To set ports explicitly:

terminal
bash scripts/start_unified.sh --backend local --model quicktalk --api-port 8210 --web-port 5280

Verification

terminal
curl -fsS http://127.0.0.1:19090/health
curl -fsS http://127.0.0.1:8000/health
curl -fsS http://127.0.0.1:8000/api/runtime/status
curl -s http://127.0.0.1:8000/models | jq '.statuses[] | select(.id=="quicktalk")'

Expected state:

  • stt_provider is sensevoice.
  • tts_provider is local_cosyvoice.
  • quicktalk_backend is local.
  • /models reports quicktalk.connected=true and reason=local_runtime.

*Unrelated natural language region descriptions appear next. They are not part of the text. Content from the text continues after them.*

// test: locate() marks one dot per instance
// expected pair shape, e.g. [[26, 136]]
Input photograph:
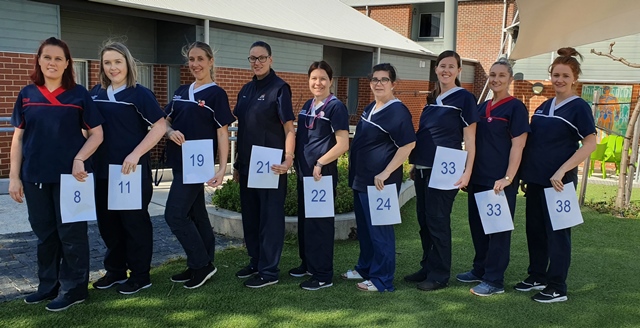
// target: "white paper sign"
[[77, 199], [318, 197], [563, 207], [448, 166], [125, 191], [260, 174], [197, 161], [383, 205], [494, 211]]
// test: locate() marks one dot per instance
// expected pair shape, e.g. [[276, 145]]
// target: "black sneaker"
[[62, 303], [183, 276], [315, 284], [431, 285], [549, 295], [529, 284], [416, 277], [259, 282], [108, 280], [132, 287], [36, 297], [246, 272], [299, 272], [200, 276]]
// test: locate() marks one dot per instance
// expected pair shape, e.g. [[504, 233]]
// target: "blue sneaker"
[[484, 289], [468, 277]]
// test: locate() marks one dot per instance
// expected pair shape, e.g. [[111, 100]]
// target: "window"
[[431, 25], [82, 73]]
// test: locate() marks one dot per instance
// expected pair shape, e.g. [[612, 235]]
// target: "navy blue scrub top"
[[317, 124], [128, 114], [197, 113], [378, 137], [52, 124], [556, 130], [441, 124], [499, 123], [263, 107]]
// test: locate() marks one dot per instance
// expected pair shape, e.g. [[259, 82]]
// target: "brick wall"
[[397, 17]]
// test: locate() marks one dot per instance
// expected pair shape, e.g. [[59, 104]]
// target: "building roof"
[[326, 20]]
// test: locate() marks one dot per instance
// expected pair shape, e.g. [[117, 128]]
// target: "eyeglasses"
[[382, 81], [262, 59]]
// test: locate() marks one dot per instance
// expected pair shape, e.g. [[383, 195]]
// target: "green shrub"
[[228, 196]]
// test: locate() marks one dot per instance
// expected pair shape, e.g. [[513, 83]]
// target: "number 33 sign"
[[563, 207]]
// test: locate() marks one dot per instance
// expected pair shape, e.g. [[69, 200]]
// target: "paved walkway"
[[18, 268]]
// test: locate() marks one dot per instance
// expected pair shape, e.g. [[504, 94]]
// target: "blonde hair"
[[132, 69]]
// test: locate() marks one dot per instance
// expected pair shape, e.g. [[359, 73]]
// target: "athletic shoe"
[[529, 284], [259, 282], [132, 287], [416, 277], [62, 303], [36, 297], [549, 295], [431, 285], [183, 276], [484, 289], [468, 277], [314, 284], [246, 272], [109, 280], [200, 276], [299, 272]]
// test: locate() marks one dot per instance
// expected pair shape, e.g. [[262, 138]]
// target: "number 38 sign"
[[563, 207]]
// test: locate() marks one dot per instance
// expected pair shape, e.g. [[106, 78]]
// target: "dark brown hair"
[[68, 77]]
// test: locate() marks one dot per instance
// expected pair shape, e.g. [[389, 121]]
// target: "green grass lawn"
[[604, 289]]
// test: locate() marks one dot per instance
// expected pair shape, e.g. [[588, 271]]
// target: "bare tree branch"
[[615, 58]]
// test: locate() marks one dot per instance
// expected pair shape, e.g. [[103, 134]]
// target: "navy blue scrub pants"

In the frontend, select Local SenseVoiceSmall, Local CosyVoice3-0.5B-2512, a shared avatar, and the quicktalk model, then test:

  1. Text input: LLM -> local_cosyvoice -> QuickTalk -> WebRTC.
  2. Microphone input: SenseVoiceSmall -> LLM -> local_cosyvoice -> QuickTalk -> WebRTC.
  3. /tts/preview: confirm that local system voices and cloned voices play.

Notes

  • *_DEFAULT_PROVIDER only controls the default selection. It is not a failure fallback chain.
  • LLM, STT, and TTS keys are independent. DASHSCOPE_API_KEY does not automatically configure any module.
  • The CosyVoice3 service returns audio as a stream, but first-chunk latency still depends on model inference and warmup.
  • On 8GB VRAM machines, keep SenseVoiceSmall CPU + QuickTalk local and use DashScope or Edge TTS first if local TTS is slow or OOMs.
  • Weights, runtime checkouts, avatar caches, and logs are deployment artifacts and should not be committed.